Vol. 2, Issue 1
What Is It?
Lead Pipe Expanders
This tool/device appears with regularity at mechanical
hobbyists' meetings and at various other tool-focused
events. It's always at the top of the "mystery-tool"
list at these gatherings, and is almost never identified
The use of lead in the manufacture of pipes has been
documented since Roman times. Lead sheets were formed
into pipes or square channels and used to supply water or remove waste products. Some of these early
examples, which feature hammered joints, still exist
Until about 1900, many North American municipalities used
lead pipes to supply domestic water. (These were gradually
replaced with galvanized and black-steel pipes.) The National
Building Code of Canada was amended to disallow the use
of lead pipe and lead in solder in 1975. Canadian municipalities
and provinces soon brought their codes into adherence.

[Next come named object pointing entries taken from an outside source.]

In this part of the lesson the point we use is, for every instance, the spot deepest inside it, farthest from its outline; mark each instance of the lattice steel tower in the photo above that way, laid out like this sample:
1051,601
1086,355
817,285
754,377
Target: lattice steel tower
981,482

In 1988, under the Safe Drinking Water Act, the United
States restricted the lead allowance in pipe and fittings
to 8% or less. Solders and fluxes are required to have
less than 0.2% lead content. In 1998, another U.S. ban
was put in place regarding the lead content in plumbing
fixtures. Lead was also used to make the transition from
a fixture to cast or clay pipe for waste products. Because
of the flexibility and ease of shaping, lead sheet and
pipe were used in P-traps and closet bends. A variety
of bobbins and other unique tools were used to size and
create the necessary forms for these connections.